Pourquoi les Britanniques financent l’électricité consommée en France

Pourquoi les Britanniques financent l’électricité consommée en France

Le débat fait rage au Royaume-Uni : une partie de l'électricité consommée en France est financée par les contribuables britanniques. Cette situation paradoxale, dénoncée par plusieurs acteurs politiques et économiques, met en lumière les failles d'un système énergétique déséquilibré entre capacités de production et infrastructures de transport.

Un mécanisme de subvention qui alimente l'export

Pour accélérer sa transition énergétique, le Royaume-Uni a développé un vaste parc éolien offshore, devenant le leader européen dans ce domaine. Cette expansion repose sur un système de tarif garanti : lorsque le prix de marché de l'électricité descend sous un seuil prédéfini, l'État compense la différence pour assurer une rentabilité aux producteurs.

Cette compensation n'est pas financée par l'impôt général, mais directement répercutée sur les factures d'électricité des ménages britanniques. Chaque foyer contribue ainsi au développement de la filière renouvelable, indépendamment de sa propre consommation ou de la destination finale de cette énergie.

Or, l'éolien offshore génère régulièrement des surplus de production. Ces excédents, au lieu d'être consommés localement, sont exportés vers les pays voisins via les interconnexions, notamment vers la France. Les ménages britanniques se retrouvent donc à subventionner une électricité qu'ils ne consommeront jamais.

Une géographie énergétique déséquilibrée

Le cœur du problème réside dans une inadéquation géographique fondamentale. Les installations éoliennes offshore britanniques sont principalement concentrées dans le nord du pays, particulièrement en Écosse où les conditions venteuses sont optimales. En revanche, les grands centres de consommation se situent dans le sud de l'Angleterre, autour de Londres et des métropoles industrielles.

Les lignes de transport électrique reliant ces deux zones n'ont pas été dimensionnées pour acheminer l'intégralité de la production éolienne. Face à cette contrainte physique, le gestionnaire du réseau se trouve confronté à un choix : soit brider la production des parcs éoliens, soit exporter l'excédent vers les pays voisins disposant de meilleures capacités d'interconnexion.

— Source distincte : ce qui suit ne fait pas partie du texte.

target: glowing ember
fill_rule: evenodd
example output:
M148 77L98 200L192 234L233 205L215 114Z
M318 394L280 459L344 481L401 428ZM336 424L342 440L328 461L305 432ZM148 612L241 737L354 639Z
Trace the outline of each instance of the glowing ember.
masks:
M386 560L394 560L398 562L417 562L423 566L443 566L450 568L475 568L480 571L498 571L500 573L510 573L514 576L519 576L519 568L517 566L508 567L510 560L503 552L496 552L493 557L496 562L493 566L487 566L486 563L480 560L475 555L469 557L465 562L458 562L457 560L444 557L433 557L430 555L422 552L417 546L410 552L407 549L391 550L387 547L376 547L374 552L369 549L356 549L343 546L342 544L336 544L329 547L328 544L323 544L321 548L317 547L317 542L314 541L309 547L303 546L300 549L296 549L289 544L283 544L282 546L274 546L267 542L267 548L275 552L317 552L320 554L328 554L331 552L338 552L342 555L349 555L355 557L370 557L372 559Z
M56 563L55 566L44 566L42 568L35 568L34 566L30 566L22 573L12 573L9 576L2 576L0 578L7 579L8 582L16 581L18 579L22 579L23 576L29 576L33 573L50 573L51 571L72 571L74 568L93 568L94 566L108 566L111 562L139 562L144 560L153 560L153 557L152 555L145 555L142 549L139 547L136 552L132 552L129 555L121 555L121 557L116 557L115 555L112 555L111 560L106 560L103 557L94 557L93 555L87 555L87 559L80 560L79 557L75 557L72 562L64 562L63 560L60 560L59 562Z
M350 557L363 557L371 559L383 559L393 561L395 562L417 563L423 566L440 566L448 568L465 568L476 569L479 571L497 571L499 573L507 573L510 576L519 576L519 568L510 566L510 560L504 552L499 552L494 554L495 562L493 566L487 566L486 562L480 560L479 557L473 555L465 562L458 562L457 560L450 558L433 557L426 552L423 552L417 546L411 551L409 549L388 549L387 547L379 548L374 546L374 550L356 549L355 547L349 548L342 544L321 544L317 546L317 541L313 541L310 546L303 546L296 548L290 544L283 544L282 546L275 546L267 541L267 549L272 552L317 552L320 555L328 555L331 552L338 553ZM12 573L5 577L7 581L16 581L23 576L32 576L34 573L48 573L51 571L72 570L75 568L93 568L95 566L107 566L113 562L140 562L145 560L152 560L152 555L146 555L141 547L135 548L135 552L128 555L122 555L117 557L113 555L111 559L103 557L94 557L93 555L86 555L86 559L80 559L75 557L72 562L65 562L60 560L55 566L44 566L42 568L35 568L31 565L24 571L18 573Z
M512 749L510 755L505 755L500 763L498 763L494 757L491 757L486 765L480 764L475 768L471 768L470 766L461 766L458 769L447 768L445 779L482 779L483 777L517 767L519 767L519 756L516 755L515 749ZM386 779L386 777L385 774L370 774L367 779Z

L'export devient alors la solution par défaut. Les câbles sous-marins reliant le Royaume-Uni à la France, la Belgique ou les Pays-Bas évacuent ces surplus que le réseau domestique ne peut absorber. Cette électricité, produite et subventionnée par les Britanniques, alimente finalement des consommateurs français.

Un coût estimé à près d'un milliard d'euros par an

Les implications financières de cette situation sont considérables. Selon les calculs d'Octopus Energy, premier fournisseur d'électricité du Royaume-Uni, ce dysfonctionnement pourrait coûter jusqu'à 770 millions de livres sterling par an entre 2030 et 2050, soit environ 893 millions d'euros.

Ce montant représente la différence entre le coût de la subvention payée aux producteurs et les revenus tirés de l'export de cette électricité excédentaire. Les ménages britanniques financent l'intégralité de la garantie tarifaire, mais seule une fraction de cette somme est récupérée lors de la vente à l'étranger.

Pourquoi le consommateur devrait-il payer pour de l'énergie produite en Grande-Bretagne qui sera ensuite vendue à profit à la France ?

Cette question, posée par Claire Coutinho, ministre de l'Énergie du cabinet fantôme conservateur, résume l'indignation croissante outre-Manche. L'opposition dénonce un système qui pénalise doublement les contribuables : ils paient pour développer les énergies renouvelables, puis ne bénéficient pas de cette production.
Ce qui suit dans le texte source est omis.